Il y avait là d’autres personnes qui avaient été prises en otage par la Seleka, elles étaient gardées par d’autres combattants… Ils ont fait préparer par certaines des femmes du maïs qu’elles avaient ramassé. Pendant qu’elles préparaient la nourriture, Jaboud est venu et m’a dit : “Tu retournes au camp et tu dis aux anti-balaka qu’ils doivent venir ici pour nous combattre ou nous tuerons d’autres otages.” Lorsque je suis parti, les Seleka battaient les hommes qu’ils avaient capturés… J’ai couru sur la route et j’ai entendu les tirs peu après. Je savais qu’ils étaient en train de tuer tous les otages. Maintenant, je ne peux même pas penser à aller travailler dans les champs. C’est trop dangereux pour quiconque d’y aller.
Human Rights Watch s’est entretenu avec les membres de la famille de trois victimes qui ont déclaré que lorsqu’ils ont trouvé les corps de leurs proches, ils ont pu voir que leurs mains avaient été attachées, ce qui indique une exécution. Un parent de Françoise Renemati, 66 ans, a déclaré : “Quand nous sommes allés chercher son corps, nous avons vu qu’ils ont utilisé son foulard pour lui attacher les mains derrière le dos.”
Des abus anti-balaka à Bria depuis juin
Des combattants anti-balaka sous le commandement de “Bokassa” ont ciblé des civils depuis au moins la fin juin. Bokassa contrôle la zone autour de la route menant de Bria à Irabanda. Les habitants ont dit qu’ils ciblent les civils pour des soupçons de sorcellerie et pour la “trahison” – mener tout type d’affaires avec les musulmans à Bria.
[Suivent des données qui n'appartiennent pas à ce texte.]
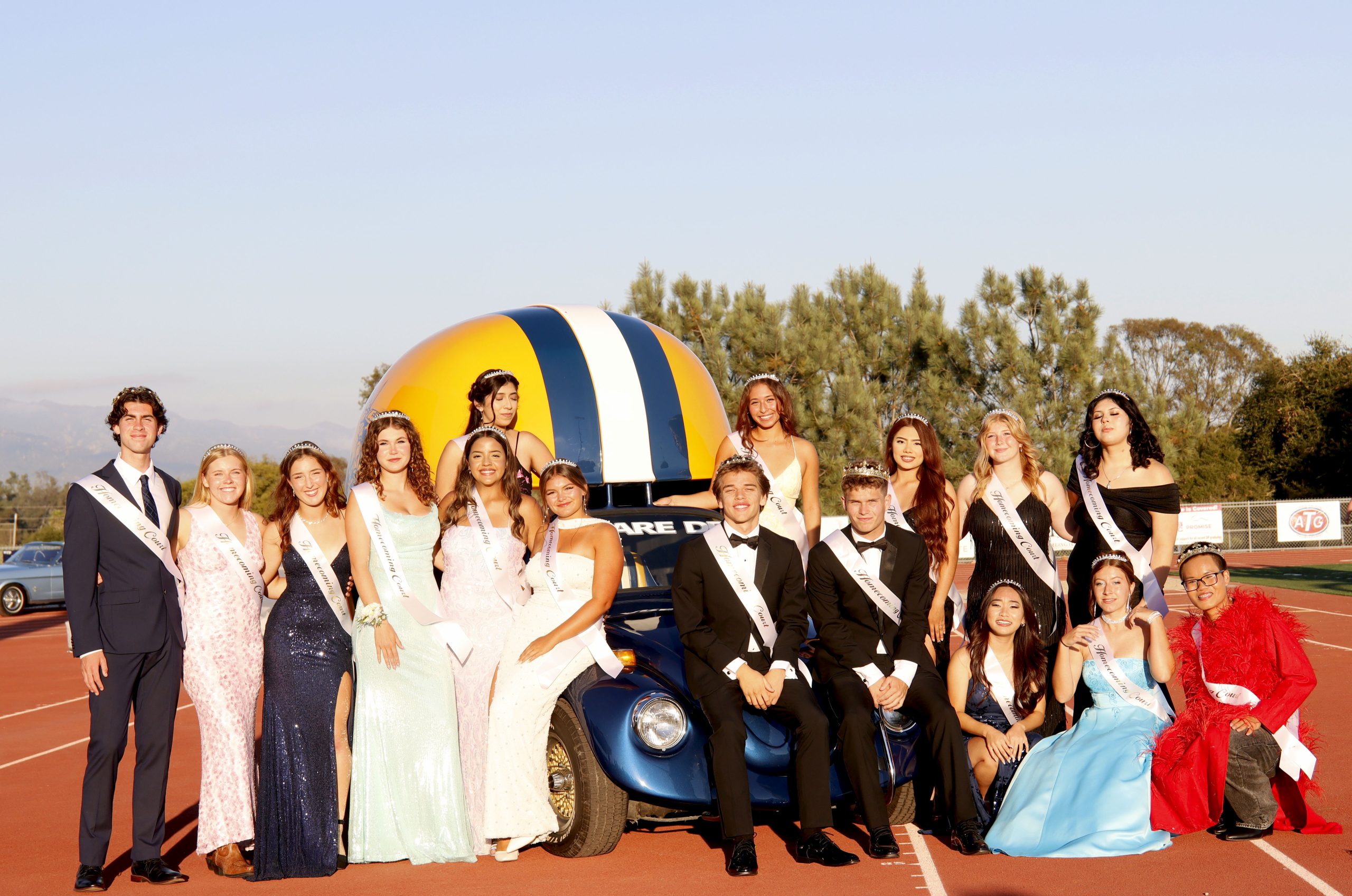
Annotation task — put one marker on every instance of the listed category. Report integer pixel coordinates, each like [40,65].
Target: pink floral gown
[222,671]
Un homme a dit que Bokassa l’a détenu pendant trois jours en juin. ” Ils m’ont battu et m’ont traité de traître parce que je vais encore en ville “, a-t-il dit. “Ils ont pris tous les biens de ma ferme et j’ai dû leur donner tout mon argent juste pour être libéré… Si vous venez en ville, les anti-balaka voudront vous tuer, mais nous devons aller en ville pour vendre nos récoltes et essayer de survivre.”
Un ancien combattant anti-balaka, qui a quitté le groupe en juillet, a déclaré :
Nous avons capturé quatre femmes que nous avions mises en garde dans le passé. Bokassa leur a dit : “Vous, les femmes, vous vendez des produits aux Tchadiens pour les aider à vivre. Vous leur donnez des informations sur nos positions. Nous vous avons avertis plusieurs fois, et vous refusez de suivre nos ordres, alors maintenant nous allons vous tuer.” Nous leur avons donné des pelles pour qu’ils creusent leurs propres tombes. Quand ils ont terminé, nous avons frappé chacun d’eux à la tête avec une pelle, un par un, et ils sont tombés dans les trous. Nous les avons ensuite enterrés vivants.
Le lendemain, nous avons surpris trois hommes qui revenaient de Bria après avoir vendu du manioc. Bokassa a décidé d’en faire aussi un exemple, alors nous avons pris tout ce qu’ils avaient acheté en ville, du savon et du sucre, et nous leur avons aussi fait creuser leur propre tombe. C’est ainsi que nous traitions les gens que nous accusions de sorcellerie et de trahison… Après avoir tué ces gens, certains d’entre nous se sont demandé pourquoi nous avions rejoint les anti-balaka et nous avons décidé de nous enfuir… Si les hommes de Bokassa m’attrapaient, ils me tueraient sur-le-champ.